À entendre certains chroniqueurs radio ou à lire de récents articles d’opinions dans les journaux, on serait porté à croire que désormais, il sera interdit de rouler en auto à Montréal, que notre ville est devenue une ville où le vélo est maître et roi.

On cite souvent, dans l’argumentaire contre les infrastructures cyclables, les problèmes d’accès des personnes âgées ou aux personnes à mobilité réduite. Voire on nous laisse croire que tout le monde devra passer au vélo : comment les personnes âgées feront-elles ? Et le plombier avec tous ses outils ? Et les neuf mois d’hiver, on fera comment ? Et les courses, je les fais comment avec mes quatre enfants ? C’est comme si, du jour au lendemain, on allait obliger tout le monde à passer au vélo et à se débarrasser de son auto.

Cette perception est tout sauf justifiée.

Premièrement, l’aménagement d’infrastructures cyclables en site propre sera bénéfique en tout premier lieu aux personnes les plus vulnérables (du point de vue de la mobilité).

Prenons l’exemple du REV sur l’axe Berri/Lajeunesse/Saint-Denis qui fait tant jaser : l’ajout de traverses piétonnes à mi-îlot, la sécurisation des intersections autour des écoles ainsi que l’apaisement de la circulation amélioreront substantiellement la sécurité des piétons.

Il va de soi que ce genre d’aménagement est plus sécuritaire qu’une route à quatre voies en plein quartier résidentiel.

Uniquement en 2017 et 2018, 95 personnes âgées sont décédées et 141 ont été gravement blessées happées par une auto au Québec (données de la SAAQ). Cette tranche de la population sera la première à profiter de tels aménagements.
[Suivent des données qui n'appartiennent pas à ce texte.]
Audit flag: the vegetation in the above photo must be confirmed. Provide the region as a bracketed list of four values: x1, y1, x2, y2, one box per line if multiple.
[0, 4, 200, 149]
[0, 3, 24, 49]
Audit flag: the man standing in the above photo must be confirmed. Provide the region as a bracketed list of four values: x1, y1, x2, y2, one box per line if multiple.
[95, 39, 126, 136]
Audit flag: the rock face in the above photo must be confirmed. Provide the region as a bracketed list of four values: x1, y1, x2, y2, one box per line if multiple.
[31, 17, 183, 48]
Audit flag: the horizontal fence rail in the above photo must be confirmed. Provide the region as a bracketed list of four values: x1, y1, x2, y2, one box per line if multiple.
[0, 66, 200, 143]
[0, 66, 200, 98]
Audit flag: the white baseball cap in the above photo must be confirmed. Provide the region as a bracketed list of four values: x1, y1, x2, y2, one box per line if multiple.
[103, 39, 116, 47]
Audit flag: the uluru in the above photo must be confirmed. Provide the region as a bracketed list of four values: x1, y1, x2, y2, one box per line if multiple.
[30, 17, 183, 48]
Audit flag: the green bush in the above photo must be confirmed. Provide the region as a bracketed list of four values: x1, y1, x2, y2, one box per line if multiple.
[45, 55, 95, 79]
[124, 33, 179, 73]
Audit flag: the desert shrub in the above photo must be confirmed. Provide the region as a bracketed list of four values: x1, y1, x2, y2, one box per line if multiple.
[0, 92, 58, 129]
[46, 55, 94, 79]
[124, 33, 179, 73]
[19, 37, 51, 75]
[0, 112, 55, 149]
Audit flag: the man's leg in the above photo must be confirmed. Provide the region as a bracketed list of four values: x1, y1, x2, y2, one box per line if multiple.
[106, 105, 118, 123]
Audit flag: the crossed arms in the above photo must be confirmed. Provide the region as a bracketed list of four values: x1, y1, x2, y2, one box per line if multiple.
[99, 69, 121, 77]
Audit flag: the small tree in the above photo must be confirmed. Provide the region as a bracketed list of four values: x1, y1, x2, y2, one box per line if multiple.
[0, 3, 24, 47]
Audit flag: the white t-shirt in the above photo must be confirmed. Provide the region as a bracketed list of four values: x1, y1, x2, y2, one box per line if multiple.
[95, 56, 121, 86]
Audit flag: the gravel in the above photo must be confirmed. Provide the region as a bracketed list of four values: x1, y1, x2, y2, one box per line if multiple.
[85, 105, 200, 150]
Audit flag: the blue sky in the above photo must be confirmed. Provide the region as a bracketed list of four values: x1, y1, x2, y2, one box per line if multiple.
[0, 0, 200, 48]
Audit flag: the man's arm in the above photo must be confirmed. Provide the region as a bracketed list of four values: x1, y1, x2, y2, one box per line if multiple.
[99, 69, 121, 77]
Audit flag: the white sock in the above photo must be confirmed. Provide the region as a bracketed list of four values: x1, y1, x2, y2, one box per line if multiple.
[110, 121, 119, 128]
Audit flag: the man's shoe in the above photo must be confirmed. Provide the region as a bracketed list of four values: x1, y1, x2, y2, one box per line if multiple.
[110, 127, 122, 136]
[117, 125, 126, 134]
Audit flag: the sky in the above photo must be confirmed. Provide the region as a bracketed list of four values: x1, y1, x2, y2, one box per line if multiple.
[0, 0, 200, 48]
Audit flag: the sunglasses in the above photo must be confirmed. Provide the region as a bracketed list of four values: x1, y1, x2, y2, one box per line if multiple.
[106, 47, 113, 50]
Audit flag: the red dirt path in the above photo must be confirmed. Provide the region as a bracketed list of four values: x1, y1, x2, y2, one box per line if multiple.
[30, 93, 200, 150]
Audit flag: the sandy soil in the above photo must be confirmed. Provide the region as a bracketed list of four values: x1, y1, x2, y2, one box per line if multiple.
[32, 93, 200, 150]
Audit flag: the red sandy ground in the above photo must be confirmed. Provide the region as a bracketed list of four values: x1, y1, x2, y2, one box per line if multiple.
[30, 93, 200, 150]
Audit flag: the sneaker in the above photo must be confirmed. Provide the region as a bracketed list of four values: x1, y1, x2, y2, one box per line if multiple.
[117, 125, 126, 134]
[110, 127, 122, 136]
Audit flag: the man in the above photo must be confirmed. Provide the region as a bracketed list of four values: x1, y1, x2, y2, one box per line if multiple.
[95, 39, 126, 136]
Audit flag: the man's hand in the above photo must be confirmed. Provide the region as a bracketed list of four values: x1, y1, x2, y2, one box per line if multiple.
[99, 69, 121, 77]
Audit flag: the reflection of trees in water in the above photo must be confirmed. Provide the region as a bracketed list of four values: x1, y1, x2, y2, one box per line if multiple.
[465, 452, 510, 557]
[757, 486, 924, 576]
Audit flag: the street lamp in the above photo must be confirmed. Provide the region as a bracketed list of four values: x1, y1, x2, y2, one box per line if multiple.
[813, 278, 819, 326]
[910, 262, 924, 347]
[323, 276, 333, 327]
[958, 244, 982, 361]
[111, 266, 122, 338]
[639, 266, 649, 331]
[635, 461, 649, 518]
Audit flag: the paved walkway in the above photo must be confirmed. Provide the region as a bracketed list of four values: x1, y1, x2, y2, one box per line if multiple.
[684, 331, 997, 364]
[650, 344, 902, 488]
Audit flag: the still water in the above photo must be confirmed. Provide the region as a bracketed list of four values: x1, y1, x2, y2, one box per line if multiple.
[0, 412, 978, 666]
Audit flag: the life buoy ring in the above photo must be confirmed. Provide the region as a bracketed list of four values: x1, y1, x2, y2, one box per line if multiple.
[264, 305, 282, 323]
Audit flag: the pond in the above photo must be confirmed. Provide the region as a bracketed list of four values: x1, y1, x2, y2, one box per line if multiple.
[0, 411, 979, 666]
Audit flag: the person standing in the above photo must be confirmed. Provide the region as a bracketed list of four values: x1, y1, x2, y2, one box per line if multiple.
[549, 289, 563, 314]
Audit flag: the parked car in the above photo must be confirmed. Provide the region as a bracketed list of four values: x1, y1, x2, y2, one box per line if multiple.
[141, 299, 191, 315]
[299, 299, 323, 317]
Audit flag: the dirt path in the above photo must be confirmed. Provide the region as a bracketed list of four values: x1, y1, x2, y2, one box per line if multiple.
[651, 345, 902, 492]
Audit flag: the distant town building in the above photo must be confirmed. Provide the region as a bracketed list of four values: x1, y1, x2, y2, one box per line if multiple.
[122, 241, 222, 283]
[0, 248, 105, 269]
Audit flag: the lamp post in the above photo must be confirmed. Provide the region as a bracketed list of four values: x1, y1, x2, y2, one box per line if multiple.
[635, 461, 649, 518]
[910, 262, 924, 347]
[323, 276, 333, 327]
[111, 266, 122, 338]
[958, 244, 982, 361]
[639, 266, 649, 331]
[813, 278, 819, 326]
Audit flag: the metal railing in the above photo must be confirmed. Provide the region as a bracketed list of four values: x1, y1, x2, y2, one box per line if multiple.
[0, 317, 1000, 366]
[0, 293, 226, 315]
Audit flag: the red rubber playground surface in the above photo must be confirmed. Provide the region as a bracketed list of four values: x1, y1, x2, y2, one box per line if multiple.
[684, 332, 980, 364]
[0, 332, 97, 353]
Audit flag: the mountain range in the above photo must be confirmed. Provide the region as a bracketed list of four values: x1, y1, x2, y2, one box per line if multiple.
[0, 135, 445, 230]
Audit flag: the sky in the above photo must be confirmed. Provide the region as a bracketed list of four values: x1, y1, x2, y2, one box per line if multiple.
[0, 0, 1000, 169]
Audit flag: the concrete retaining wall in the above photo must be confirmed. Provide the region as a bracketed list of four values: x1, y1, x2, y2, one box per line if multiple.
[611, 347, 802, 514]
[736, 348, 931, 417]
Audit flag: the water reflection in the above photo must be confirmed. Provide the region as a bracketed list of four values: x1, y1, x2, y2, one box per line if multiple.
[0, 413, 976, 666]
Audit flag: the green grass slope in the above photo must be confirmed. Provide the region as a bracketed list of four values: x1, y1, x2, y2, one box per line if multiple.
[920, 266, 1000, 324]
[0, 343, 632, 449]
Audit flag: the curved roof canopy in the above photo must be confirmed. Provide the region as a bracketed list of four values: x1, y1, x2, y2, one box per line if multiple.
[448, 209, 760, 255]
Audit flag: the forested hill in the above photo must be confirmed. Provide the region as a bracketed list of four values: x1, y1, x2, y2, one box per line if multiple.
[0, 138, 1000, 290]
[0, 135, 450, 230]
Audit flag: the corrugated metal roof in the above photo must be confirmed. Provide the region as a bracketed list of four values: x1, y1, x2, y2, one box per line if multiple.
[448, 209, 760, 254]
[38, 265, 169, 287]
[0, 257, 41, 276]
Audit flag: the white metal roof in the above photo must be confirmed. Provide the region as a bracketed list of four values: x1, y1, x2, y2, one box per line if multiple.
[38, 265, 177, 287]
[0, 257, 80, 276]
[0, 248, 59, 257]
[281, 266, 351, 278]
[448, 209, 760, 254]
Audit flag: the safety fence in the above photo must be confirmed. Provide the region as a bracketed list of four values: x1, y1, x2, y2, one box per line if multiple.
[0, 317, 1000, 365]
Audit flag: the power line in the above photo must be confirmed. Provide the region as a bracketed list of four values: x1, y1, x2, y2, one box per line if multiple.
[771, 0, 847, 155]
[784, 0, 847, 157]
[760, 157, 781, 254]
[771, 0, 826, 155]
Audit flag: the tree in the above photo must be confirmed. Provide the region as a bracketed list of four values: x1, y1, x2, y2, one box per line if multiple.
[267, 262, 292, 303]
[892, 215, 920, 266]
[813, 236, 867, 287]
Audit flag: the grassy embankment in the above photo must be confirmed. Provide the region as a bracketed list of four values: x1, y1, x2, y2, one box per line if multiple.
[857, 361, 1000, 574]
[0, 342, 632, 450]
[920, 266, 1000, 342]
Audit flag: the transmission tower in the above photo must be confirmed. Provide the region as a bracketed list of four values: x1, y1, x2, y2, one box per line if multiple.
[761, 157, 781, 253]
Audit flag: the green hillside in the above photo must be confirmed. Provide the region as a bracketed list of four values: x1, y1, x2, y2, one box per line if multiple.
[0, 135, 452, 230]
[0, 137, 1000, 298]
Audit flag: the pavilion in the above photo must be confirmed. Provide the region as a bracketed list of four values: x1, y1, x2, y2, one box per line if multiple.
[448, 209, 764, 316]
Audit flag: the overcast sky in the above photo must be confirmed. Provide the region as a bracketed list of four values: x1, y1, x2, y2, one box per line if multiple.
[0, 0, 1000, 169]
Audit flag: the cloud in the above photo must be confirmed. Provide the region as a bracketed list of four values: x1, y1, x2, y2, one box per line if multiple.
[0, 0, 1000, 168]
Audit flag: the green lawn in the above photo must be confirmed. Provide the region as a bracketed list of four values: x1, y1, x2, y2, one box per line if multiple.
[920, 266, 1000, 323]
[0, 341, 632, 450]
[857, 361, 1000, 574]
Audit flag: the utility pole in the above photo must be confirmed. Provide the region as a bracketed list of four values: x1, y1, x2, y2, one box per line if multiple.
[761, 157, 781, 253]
D’autre part, la séparation des voies automobiles des voies cyclables réduira les conflits souvent à la source de frustrations d’un bord comme de l’autre.

Deuxièmement, en transférant une partie des déplacements vers le transport actif, on libère les voies de circulation aux personnes qui en ont réellement besoin, qu’elles soient à mobilité réduite ou parce que leur métier l’exige.

Une récente étude de Polytechnique Montréal a évalué à 78 % l’espace de voirie dédié à l’auto, 20 % aux piétons, 1,5 % aux infrastructures cyclables et 0,5 % aux transports collectifs.

En partant du principe que le vélo déplace une plus grande quantité d’individus par heure et par km2 de voirie que l’automobile (auto-solo 1600/heure vs piste cyclable 7500/heure, données NACTO), il va de soi qu’un rééquilibrage de l’espace en faveur du vélo aura comme effet de réduire le trafic automobile.

Troisièmement, en opérant un transfert d’un mode de transport lourd vers un mode léger, on réduit drastiquement les coûts pour la société. Les coûts d’entretien des pistes cyclables sont négligeables, les vélos étant beaucoup moins contraignants sur la chaussée que les véhicules automobiles.

D’autre part, l’importation de véhicules et de pétrole pèse lourd dans la balance commerciale : de l’argent qui sort du pays, c’est de l’argent en moins dépensé dans l’économie locale (étude RNCREQ en 2013 : -9 milliards en importation de voitures et VUS, -18 milliards pour le pétrole brut et l’essence).

Le coût pour la société

D’ailleurs, parmi tous les moyens de transport, le vélo et la marche sont ceux qui coûtent de loin le moins à la société selon une étude effectuée à Vancouver (pour chaque dollar investi individuellement, la société doit assumer : 0,01 $ pour la marche, 0,08 $ pour le vélo comparativement à 9,20 $ pour l’auto-solo). In fine, un cycliste finance les infrastructures automobiles sans toutefois les utiliser.

Je vous épargnerai les bienfaits du transport actif sur la santé physique et mentale, l’environnement ainsi que les avantages indéniables pour les commerces sur rue (Bloomberg Citylab).

Pour terminer, on n’est pas soit cycliste, soit automobiliste, soit piéton. On est un peu de chacun à ses heures, selon la destination, l’objectif, la météo, notre propre capacité physique, etc. Que ce soit le métro, le vélo, l'autopartage, sa propre auto ou la marche, chaque moyen de transport peut être utilisé selon les circonstances. Malheureusement, le choix de plusieurs Montréalais est actuellement contraint par les aménagements disponibles et non selon les critères énumérés ci-dessus, d’où l’importance, entre autres, de créer des infrastructures cyclables sécuritaires quatre saisons et de contribuer ainsi à atténuer les problèmes liés à un parc automobile grandissant.